Mario Mueller Mario Mueller

I recently made a little prototype for a search server. Normally I would have used Elasticsearch for such a case, but I wanted to write this thing in pure Go. After looking at some alternatives, like a lucene port to Go, which seemed to be “done” since 2015. Lucene 4.10 was also not very appealing to me. While searching for a solution, I stumbled over Bleve, which is a Go-only full-text indexing and search library implementation.

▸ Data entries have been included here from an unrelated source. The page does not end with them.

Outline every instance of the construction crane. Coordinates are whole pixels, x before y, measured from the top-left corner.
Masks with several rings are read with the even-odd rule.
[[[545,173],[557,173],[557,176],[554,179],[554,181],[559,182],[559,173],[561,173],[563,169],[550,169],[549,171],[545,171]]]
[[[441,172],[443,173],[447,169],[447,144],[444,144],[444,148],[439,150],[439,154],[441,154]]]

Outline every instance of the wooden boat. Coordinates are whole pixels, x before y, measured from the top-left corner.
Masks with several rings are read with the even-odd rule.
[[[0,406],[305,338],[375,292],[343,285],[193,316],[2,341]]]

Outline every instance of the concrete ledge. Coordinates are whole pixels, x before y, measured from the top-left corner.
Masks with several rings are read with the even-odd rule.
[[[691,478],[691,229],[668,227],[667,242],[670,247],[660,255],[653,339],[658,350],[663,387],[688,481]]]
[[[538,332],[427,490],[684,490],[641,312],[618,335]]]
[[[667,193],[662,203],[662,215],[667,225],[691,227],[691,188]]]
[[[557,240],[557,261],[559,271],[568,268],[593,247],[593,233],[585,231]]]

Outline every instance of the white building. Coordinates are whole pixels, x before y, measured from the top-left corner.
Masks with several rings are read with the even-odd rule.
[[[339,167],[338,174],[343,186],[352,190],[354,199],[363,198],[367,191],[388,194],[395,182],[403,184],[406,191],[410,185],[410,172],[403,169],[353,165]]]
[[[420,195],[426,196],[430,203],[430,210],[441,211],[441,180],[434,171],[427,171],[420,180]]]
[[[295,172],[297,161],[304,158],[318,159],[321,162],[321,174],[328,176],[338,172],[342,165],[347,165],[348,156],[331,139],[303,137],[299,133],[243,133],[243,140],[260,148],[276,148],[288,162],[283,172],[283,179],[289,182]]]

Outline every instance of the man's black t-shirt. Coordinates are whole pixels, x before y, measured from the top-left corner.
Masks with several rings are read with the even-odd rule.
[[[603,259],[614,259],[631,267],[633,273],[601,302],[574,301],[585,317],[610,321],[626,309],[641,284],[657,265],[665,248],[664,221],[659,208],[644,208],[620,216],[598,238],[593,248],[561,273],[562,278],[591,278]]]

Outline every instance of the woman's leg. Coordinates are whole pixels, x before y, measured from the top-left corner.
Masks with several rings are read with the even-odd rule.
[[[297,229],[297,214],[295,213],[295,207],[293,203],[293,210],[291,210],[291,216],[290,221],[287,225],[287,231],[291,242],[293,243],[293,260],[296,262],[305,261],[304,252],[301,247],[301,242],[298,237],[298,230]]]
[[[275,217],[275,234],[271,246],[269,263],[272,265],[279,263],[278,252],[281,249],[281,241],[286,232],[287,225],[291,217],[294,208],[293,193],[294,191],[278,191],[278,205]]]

As I still had Elasticsearch in the back of my hand, so I gave it a try. I use GB for my Go projects, so please do not wonder about my imports in the source snippets. GB enables something that feels to me like a real project structure and I can really recommend it (although it lacks of the support to run go run).

I did a lot of Elasticsearch projects in my past, so I hoped, that the basic knowledge of how to index something would help me to get things up and running fast.

I started with the data model. I took a shop system from a friend, politely stole his article database and used it for my indexing test.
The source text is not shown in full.